The payload contains the same JSON you would get from the corresponding REST API endpoint. Sensitive data (tokens, keys) is stripped. For delete operations, some entities return the full object prior to deletion while others return only the ID. Assume that future versions will return only the ID for all delete operations.

Programmatic access

The events endpoint is a WebSocket at /api/v1/ws/events. Connect with a JWT token and send a filter message to start receiving events. By default, the endpoint returns no events -- all events are filtered until you send a filter message:

// Receive all events
{"send-everything": true}

// Receive only specific entity/operation combinations
{
  "filters": [
    {"entity-type": "instance", "operations": ["create", "delete"]},
    {"entity-type": "pool", "operations": ["update"]}
  ]
}

See the events documentation for the full filter schema and a Go code example using garm-provider-common.

Interactive dashboard

The top command shows a live terminal dashboard:

garm-cli top

This displays entities, pools, scale sets, runner instances, and jobs in an interactive view, refreshing every 5 seconds.

Job monitoring

View recorded workflow jobs:

garm-cli job list

GARM only records jobs for which it has a matching pool or scale set. Jobs whose labels don't match any configured pool are silently ignored -- there's no point in recording jobs GARM can't act on. If you've set everything up but garm-cli job list is empty, verify that your webhook URLs are correct and that GitHub can reach them (see Controller settings).
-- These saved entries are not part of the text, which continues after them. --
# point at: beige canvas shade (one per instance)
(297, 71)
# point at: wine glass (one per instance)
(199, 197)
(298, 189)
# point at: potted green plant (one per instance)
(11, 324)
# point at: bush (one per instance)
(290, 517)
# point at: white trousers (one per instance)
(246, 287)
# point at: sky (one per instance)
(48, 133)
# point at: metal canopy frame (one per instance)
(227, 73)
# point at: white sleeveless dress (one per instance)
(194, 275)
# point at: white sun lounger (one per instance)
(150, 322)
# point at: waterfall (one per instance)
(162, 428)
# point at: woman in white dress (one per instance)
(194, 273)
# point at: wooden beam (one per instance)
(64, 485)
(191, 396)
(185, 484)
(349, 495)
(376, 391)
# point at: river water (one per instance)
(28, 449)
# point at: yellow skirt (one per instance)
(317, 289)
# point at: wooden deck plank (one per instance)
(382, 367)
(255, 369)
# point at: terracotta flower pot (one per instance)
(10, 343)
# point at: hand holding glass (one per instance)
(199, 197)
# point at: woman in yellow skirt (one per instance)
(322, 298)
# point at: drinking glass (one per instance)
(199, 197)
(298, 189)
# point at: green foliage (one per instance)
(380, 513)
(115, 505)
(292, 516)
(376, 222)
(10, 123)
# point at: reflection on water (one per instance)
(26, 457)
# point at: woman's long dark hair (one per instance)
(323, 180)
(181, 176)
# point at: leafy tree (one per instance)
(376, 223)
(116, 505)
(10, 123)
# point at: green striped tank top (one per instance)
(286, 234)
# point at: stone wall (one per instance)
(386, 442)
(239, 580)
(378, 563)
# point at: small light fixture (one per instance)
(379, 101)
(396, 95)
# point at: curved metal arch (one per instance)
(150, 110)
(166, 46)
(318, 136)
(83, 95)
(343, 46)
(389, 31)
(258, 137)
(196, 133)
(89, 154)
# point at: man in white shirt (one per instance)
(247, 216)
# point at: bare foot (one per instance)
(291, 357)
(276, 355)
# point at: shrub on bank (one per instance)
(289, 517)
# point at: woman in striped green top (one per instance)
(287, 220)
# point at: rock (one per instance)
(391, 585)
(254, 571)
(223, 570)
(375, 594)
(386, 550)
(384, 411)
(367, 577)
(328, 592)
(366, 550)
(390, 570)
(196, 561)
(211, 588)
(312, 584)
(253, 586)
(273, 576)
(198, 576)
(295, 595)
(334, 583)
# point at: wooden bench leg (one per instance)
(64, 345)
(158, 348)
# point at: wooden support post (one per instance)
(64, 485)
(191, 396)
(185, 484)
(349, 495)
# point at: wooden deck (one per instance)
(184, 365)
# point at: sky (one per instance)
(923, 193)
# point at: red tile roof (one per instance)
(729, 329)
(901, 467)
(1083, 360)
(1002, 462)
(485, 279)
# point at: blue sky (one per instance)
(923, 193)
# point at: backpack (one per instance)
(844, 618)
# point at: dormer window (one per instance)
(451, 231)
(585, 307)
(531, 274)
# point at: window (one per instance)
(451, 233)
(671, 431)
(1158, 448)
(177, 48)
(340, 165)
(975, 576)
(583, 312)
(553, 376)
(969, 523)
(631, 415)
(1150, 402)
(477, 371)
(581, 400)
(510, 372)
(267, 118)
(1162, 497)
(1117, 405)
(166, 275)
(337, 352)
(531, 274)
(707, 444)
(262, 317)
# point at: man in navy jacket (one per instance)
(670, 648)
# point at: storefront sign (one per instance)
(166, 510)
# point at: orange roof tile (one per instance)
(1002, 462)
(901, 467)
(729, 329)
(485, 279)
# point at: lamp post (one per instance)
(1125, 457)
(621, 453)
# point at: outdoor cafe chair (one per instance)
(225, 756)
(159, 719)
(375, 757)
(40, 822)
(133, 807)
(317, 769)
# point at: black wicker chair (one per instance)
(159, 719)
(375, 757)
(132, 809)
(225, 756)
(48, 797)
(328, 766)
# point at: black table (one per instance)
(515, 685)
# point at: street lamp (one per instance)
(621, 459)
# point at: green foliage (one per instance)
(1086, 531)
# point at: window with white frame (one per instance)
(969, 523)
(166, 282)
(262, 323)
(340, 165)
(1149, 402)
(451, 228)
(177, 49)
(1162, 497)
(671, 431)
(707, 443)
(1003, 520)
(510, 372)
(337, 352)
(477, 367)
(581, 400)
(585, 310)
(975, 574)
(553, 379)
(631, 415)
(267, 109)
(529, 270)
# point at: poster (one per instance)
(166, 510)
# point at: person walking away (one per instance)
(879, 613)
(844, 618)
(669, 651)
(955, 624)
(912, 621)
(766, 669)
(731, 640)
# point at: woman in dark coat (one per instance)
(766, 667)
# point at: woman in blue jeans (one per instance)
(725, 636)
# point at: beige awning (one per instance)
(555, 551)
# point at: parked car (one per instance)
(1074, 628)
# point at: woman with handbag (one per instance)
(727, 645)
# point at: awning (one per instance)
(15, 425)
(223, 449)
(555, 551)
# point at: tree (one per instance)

Reverse proxy considerations

If GARM is behind a reverse proxy, the WebSocket endpoints need special configuration. For nginx:

location /api/v1/ws {
    proxy_pass http://garm_backend;
    proxy_http_version 1.1;
    proxy_set_header Upgrade $http_upgrade;
    proxy_set_header Connection "Upgrade";
    proxy_set_header Host $host;
}

This is required for debug-log, debug-events, top, and the Web UI. A full sample nginx config with TLS termination is available in the testdata folder.